We are learning the wrong lesson from the atrocity in Paris. The terrorists claimed that they were avenging the honour of Allah whom the journalists at Charlie Hebdo had blasphemed. And so we indict blasphemy and exalt free speech. But that lets us all off the hook.

Blasphemy is being dismissed as an antiquated prejudice, but in fact we all react with horror at the gravity of blasphemy and censure those who blaspheme. Thomas Aquinas, the encyclopaedic theologian of the Middle Ages, gives a very precise definition. "The word blasphemy seems to denote the disparagement of some surpassing goodness".
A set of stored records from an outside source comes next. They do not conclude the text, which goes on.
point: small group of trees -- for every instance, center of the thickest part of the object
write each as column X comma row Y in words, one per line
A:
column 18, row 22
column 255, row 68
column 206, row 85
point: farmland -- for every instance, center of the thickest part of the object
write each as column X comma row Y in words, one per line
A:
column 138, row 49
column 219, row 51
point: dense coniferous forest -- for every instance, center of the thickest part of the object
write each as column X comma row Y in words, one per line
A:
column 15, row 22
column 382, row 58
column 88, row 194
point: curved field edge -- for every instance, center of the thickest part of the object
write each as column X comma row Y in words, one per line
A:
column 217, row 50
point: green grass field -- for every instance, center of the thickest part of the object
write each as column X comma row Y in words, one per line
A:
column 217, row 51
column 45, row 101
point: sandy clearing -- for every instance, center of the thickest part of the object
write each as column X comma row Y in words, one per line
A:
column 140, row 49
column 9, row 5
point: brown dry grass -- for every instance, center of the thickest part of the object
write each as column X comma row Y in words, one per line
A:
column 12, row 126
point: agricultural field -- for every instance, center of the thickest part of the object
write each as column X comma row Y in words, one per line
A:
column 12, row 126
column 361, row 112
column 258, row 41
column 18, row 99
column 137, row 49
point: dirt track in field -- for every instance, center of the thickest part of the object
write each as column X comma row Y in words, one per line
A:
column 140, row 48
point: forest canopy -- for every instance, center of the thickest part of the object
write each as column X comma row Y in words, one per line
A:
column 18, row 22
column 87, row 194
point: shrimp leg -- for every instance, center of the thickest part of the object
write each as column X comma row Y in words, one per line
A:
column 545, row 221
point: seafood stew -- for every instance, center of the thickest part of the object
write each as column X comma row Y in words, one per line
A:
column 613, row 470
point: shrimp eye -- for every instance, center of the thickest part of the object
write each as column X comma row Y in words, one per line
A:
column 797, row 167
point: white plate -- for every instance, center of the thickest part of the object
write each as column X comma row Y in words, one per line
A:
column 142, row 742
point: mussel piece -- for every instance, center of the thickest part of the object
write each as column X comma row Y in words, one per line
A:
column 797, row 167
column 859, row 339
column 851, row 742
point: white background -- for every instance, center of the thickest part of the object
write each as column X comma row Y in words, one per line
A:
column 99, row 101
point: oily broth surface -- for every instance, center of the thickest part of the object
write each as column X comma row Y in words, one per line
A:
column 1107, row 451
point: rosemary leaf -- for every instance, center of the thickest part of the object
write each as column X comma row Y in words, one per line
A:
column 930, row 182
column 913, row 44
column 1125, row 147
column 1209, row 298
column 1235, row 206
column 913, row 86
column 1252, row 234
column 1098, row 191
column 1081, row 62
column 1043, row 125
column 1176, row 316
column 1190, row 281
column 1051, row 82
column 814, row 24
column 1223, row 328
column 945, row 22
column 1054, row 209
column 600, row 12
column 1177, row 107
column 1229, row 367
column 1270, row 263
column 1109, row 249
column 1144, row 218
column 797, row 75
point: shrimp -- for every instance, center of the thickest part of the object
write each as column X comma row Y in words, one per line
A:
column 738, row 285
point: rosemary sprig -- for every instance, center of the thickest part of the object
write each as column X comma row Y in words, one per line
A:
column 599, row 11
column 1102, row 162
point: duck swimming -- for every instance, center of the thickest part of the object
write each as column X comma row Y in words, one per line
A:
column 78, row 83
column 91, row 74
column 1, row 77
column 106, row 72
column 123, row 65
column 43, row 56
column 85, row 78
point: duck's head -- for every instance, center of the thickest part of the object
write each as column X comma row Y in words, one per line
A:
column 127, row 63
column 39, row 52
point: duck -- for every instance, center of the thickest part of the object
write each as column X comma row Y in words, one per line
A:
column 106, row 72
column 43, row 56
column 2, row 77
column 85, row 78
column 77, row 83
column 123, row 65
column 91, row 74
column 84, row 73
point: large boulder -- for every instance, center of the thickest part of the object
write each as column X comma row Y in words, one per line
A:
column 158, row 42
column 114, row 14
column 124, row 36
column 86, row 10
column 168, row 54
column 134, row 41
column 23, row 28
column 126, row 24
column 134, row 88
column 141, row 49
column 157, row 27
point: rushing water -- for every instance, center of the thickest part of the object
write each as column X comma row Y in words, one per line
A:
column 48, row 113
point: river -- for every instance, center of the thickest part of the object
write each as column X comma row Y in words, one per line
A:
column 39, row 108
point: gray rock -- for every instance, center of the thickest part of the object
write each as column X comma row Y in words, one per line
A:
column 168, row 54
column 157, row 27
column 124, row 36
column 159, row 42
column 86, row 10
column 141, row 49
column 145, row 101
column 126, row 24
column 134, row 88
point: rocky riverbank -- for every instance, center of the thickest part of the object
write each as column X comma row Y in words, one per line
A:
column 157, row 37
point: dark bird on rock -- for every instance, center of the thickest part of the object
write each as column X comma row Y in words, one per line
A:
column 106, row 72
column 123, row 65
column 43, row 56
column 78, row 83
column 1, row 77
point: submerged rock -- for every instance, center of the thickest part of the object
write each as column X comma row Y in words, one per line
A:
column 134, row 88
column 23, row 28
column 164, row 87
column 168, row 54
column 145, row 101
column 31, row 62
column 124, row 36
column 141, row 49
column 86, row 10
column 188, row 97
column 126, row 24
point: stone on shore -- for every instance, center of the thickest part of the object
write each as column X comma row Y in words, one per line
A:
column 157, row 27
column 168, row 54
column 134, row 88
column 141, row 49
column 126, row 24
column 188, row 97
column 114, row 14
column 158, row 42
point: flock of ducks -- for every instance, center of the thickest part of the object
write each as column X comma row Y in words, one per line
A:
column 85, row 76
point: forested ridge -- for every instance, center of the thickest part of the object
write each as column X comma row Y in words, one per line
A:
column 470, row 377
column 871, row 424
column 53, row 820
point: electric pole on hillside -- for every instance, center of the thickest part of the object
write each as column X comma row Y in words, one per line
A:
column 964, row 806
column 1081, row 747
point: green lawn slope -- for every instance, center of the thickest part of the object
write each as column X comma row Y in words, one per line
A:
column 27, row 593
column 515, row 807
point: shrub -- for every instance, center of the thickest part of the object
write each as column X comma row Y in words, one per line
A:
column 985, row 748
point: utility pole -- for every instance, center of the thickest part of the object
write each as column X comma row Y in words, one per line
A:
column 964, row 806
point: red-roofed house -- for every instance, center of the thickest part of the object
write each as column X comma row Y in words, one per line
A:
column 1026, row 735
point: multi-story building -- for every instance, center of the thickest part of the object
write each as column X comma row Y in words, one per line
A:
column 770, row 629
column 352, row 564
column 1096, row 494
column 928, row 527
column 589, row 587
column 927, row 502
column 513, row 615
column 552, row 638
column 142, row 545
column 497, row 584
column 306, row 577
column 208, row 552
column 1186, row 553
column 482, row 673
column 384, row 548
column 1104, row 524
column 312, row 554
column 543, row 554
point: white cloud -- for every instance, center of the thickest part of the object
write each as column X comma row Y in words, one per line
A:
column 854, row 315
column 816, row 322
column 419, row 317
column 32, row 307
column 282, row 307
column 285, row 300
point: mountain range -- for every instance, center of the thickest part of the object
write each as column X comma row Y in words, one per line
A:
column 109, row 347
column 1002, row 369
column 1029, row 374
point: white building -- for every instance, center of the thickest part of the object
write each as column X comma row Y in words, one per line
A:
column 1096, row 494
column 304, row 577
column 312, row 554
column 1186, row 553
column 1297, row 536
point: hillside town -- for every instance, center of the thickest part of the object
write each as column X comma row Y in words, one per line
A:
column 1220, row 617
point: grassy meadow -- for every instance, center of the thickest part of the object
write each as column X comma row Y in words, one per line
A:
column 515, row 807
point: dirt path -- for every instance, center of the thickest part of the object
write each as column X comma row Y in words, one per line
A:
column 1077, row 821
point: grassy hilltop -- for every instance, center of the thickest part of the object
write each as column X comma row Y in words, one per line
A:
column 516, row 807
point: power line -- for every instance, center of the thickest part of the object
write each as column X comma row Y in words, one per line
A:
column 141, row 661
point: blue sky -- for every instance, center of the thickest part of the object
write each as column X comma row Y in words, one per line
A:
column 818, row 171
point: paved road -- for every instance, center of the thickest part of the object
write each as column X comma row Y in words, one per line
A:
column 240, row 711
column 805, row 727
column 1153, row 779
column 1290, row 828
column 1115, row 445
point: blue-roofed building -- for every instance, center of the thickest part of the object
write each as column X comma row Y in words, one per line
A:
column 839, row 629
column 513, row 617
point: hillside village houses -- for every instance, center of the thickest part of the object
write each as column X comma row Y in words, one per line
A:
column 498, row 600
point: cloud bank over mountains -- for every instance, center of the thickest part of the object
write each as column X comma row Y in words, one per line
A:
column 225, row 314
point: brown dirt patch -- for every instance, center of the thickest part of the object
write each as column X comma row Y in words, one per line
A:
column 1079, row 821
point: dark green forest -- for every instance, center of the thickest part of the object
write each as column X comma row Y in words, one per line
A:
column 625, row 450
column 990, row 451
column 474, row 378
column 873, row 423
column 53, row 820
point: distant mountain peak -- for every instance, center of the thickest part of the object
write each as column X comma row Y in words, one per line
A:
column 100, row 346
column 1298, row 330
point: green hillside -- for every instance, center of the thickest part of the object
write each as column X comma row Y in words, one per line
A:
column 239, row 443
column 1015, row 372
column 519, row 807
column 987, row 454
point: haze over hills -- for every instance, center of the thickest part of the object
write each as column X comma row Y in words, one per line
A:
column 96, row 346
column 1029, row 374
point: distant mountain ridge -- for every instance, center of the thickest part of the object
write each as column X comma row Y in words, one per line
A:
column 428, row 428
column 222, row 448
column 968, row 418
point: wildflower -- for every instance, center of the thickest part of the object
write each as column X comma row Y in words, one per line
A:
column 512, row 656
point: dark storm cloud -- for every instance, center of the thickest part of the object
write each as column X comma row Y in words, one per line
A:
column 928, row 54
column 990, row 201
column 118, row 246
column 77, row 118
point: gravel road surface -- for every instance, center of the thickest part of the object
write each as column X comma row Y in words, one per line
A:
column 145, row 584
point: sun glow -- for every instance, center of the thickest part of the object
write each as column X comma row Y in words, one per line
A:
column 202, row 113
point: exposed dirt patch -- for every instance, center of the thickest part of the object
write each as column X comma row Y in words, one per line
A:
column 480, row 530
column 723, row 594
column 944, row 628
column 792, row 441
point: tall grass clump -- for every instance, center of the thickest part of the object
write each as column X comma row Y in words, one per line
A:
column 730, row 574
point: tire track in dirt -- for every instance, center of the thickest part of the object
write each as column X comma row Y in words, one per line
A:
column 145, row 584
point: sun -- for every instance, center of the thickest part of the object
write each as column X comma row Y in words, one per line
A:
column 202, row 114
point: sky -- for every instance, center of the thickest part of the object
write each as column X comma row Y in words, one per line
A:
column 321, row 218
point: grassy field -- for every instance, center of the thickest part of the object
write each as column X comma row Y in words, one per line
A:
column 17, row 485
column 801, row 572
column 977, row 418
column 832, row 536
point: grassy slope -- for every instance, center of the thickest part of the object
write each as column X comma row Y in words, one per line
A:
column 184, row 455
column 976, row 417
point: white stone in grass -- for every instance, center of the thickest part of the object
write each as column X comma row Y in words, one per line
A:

Every society needs a commitment to a "surpassing goodness"; it is the lynchpin which holds society together. Pull that out, and the rattling Rube Goldberg contraption which is society collapses. "Things fall apart; the centre cannot hold; / Mere anarchy is loosed upon the world".

Of course, for Thomas, as for all believers, that "surpassing goodness" is God, as he specifies in his discussion: "… especially that of God. Now God, … is the very essence of true goodness." At this moment in history, our secular societies, and especially France, have repudiated God as the lynchpin. But societies of every era must have a lynchpin, and for us it is the Nike slogan, "Just do it". Just feel free to express yourself, just live your life as you want".

That's why millions marched in France over the weekend: they were protesting against the blasphemers who has fouled the "surpassing goodness" of free speech.

On one level, it's impossible to disagree with them. It's outrageous that rational discourse about the teachings of Islam should be muted by the fear of being beheaded on the street like the Dutch filmmaker Theo van Gogh. Even with the most rigorous tradition of Islamic jurisprudence, these fanatics have no legitimacy.

But when happens when free speech itself is impugned?

Not surprisingly, supporters react with the anger of a person whose supreme goodness has been disparaged. Take, for instance, reactions to this week's article in the left-leaning magazine Nouvel Obs by one of the founding editors of Charlie Hebdo . Henri Roussel, now 80, had written for the magazine when it was known as Hara-Kiri Hebdo in 1970.

In his opinion the murdered editor Stéphane Charbonnier was to blame for violent attacks after he published scabrous cartoons of the Prophet. "I really hold it against you," he told "Charb" before the January 7 attack. He was "dragging the team to death" with rash editorial decisions. "I believe that we are fools who took an unnecessary risk. That's it. We think we are invulnerable. For years, decades even, it was a provocation and then one day the provocation turns against us. He shouldn't have done it."

For venturing to question the dogma of absolute free speech, however, Roussel was attacked. "Charb has not yet even been buried and Obs finds nothing better to do that to publish a polemical and venomous piece on him," said his lawyer. And on Twitter he was harangued as "senile", "a typical French capitulating coward", "appalling", "truly disgusting", and so on. It was to be expected: Henri Roussel had blasphemed against Free Speech.

The question which arises from the Charlie Hebdo killings is not whether blasphemy is absurd. We all believe that denigrating whatever we esteem as our "supreme goodness" is wicked. Nor is it whether free speech should be limited lest it offend paranoid Islamists. The real question is whether Free Speech can bear the weight of being the lynchpin which holds society together. On its current showing it is just as capable of tearing society apart.